# Mit Excel Daten über Modbus lesen



## eYe (28 April 2010)

Moin,

ich wollte mal fragen ob hier jemand schonmal Daten mit Excel über Modbus TCP oder RTU gelesen hat.
Schön wäre es natürlich wenn das ohne extra OPC Server, etc laufen könnte.

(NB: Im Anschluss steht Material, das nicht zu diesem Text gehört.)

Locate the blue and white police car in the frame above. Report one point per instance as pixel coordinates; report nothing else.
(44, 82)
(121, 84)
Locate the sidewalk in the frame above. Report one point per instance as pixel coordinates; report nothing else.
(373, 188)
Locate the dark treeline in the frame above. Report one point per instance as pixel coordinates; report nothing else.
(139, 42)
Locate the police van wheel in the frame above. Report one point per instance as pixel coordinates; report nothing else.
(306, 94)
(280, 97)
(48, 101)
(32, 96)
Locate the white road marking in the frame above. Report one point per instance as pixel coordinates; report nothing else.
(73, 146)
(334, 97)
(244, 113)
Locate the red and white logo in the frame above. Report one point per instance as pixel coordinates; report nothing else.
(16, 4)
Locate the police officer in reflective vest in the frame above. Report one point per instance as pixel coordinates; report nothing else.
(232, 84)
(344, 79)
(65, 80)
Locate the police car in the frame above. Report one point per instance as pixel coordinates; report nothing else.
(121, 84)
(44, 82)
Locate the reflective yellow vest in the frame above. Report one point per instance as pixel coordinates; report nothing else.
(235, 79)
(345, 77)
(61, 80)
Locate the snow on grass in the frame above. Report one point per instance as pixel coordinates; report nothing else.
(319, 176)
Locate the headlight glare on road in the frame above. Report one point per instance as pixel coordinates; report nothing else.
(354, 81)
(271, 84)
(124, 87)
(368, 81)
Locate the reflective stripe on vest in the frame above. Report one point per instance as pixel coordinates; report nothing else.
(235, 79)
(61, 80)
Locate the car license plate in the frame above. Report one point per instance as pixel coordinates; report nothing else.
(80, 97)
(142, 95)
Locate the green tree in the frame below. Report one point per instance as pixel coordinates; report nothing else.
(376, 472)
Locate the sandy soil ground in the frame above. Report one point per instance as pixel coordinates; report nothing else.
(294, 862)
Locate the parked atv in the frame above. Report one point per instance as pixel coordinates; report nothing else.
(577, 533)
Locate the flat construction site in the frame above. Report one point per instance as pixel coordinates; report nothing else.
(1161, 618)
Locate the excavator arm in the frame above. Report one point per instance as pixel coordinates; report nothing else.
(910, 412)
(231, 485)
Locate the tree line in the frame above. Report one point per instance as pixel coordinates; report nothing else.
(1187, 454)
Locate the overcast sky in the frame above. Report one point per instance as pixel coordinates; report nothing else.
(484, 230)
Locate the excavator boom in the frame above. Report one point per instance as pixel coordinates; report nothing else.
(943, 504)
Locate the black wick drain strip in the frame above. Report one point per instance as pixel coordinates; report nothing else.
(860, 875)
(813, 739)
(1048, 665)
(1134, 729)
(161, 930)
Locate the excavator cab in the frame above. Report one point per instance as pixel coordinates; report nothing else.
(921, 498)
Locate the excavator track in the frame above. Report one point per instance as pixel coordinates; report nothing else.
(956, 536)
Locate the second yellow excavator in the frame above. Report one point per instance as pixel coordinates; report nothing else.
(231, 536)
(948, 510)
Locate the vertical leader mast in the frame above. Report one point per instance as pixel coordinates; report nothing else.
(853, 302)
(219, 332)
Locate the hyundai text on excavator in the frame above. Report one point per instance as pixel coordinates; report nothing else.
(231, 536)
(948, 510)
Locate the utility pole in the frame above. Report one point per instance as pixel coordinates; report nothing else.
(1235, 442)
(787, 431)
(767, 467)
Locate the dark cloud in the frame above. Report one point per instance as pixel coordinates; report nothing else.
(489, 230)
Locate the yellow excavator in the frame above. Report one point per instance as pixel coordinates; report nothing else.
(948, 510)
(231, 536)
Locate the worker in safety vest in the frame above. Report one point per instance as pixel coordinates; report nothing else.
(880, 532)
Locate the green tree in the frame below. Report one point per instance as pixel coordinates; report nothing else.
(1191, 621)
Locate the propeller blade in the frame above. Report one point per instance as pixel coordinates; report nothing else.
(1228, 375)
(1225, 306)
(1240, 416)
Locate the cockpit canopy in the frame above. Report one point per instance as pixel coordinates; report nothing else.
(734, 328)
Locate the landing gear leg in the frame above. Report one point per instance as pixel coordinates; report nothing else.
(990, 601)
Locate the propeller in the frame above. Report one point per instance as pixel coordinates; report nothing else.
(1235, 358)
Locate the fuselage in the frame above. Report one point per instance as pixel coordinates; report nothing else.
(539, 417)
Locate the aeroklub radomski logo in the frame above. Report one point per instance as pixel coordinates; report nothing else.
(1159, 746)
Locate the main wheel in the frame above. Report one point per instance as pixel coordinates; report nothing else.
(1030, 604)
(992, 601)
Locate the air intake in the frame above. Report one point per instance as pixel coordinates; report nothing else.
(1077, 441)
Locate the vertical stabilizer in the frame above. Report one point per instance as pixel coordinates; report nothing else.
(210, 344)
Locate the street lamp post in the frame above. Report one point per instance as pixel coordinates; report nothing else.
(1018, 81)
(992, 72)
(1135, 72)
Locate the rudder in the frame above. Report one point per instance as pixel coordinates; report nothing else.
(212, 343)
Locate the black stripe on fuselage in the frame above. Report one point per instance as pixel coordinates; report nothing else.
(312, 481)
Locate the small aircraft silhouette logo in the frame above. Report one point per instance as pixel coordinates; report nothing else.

Sind die Excel VBA Möglichkeiten dafür ausreichend bzw kann man in Excel eine Modbus Bibliothek einbinden?

Bin für jeden Hinweis/Link dankbar,
eYe


----------



## Oberchefe (1 Mai 2010)

Von Wago gibt's eine DLL dafür, die kostet natürlich ein paar Euros.

http://www.wago.com/wagoweb/documentation/759/ger_manu/312/m931200d.pdf

Ansonsten Spezifikation von www.modbus.org runterladen und selber schreiben.


----------



## o_prang (4 Mai 2010)

Hi eYe,

diese DLL kannste eigentlich nur mit C oder VBA bearbeiten.
Ich denke nicht dass Du mit Excel externe DLLs einbinden kannst.

Hier habe ich was gefunden was Dir vielleicht helfen könnte.


----------



## Oberchefe (4 Mai 2010)

> diese DLL kannste eigentlich nur mit C oder VBA bearbeiten.
> Ich denke nicht dass Du mit Excel externe DLLs einbinden kannst.



Was ist VBA?
http://de.wikipedia.org/wiki/Visual_Basic_for_Applications

Nicht zu verwechseln mit VB:
http://de.wikipedia.org/wiki/Visual_Basic

Beispiele zu VBA siehe Seite 31 im PDF vom ersten Link.


----------



## BPlagens (5 Mai 2010)

Google hat das hier gefunden:

http://www.modbus.pl/Visual_Basic.html
http://homepage.ntlworld.com/p.mcrae/paul/
http://www.freemodbus.org/


----------